6.4.15

There is only being with what is; the rest is suffering.

I have been in the position a couple of times to answer "why meditate?" or "what does the practice accomplish?" and I don't think I've been very good at answering it...ever. I think it may be because the answer is so simple: I meditate because I need to foster a discipline of mindfulness; the practice accomplishes the essential qualities of loving kindness, forgiveness, and present-time awareness.

It's no coincidence that all the Buddha's teachings inter-relate. The Buddha only taught two things: 1. suffering and 2. how to end it. Everything else is a means to that end.

I come to most logical realizations through talking to myself. Tonight it was on my drive home. I have been focusing on death here lately; it's something I've never really grasped fully, and it shouldn't be the elephant in the room. I have been really investigating my fear of death and what it really is. Here is what I've found:

I'm going to die.
     
Here's the first step. It's a sudden realization that we aren't invincible, and it often happens as a result of losing someone close to us. While in high school three guys lost control of their car and drove into a tree, killing two on impact and the other not too long afterward. These weren't extremely close friends of mine, but they were guys I had grown up with and spent a lot of time with throughout the years. It devastated the entire school. We all realized very quickly that it could have been any of us. It forced us to reconsider our lives and the impermanence of it all. I think this is the moment I first really considered myself as impermanent and was forced to examine it at any level.

I have a natural aversion to thinking and examining my death.

It's one thing to know that we'll die one day; it's a completely different affair to consider the moment of our deaths. I have been through many incarnations of this step. You will care once you're dead just as much as you cared before you were alive....the brain that is nervous or scared will not exist...your body will be tired; you will be in a different stage where death isn't as scary....I've contemplated hundreds of angles. It's a slippery slope. We can rationalize and ease our minds as much as we'd like, but it doesn't take away the fact that we are all going to die. It's a consequence of living.

There was a reason why the Buddha started with dukkha.

These avenues I go down in considering the time of my own death are many, and they all result in one thing: suffering. Why? Because at some point it goes beyond contemplating impermanence and transcends into attachment. It's one thing to contemplate one's own death, but it's another to allow yourself to be consumed by it. We must understand the causes of suffering and how we can avoid attachment to these notions.

This is why we practice. There is only being with what is; the rest is suffering.

I've contemplated my death. I know I will die. The conditions that arise with these thoughts are beyond my control, but the attachments to them are not, and they have caused much suffering within me. But the truth is this: I practice mindfulness because one day I will say "I love you" to my daughter for the last time. One of these goodbye kisses will be my last. One day I will set down my guitar never to pick it up again. Is that scary? No; it's exactly what makes this moment the most important moment in existence.
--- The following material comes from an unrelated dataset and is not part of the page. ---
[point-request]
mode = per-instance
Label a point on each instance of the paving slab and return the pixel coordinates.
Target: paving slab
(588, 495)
I don't know when I will finish my time here on Earth, but I want to be present for as much of it as possible. That's why I practice how the Buddha taught. I know the most important thing in the world right now are these words I type, and when I finish, the most important thing in the world will be getting up, getting ready for bed, and ensuring that my wife understands through my attention and action that I love her and love our life together. Tomorrow morning it will be the most important moment of my life when I see my daughter for the first time that I truly am present for every moment with her, because one of these moments will be the last one.

Do I practice because I'm going to die? No. I practice because I'm alive. Right here. Right in this moment. That's all there is. That's enough, and it's the most important thing in the world.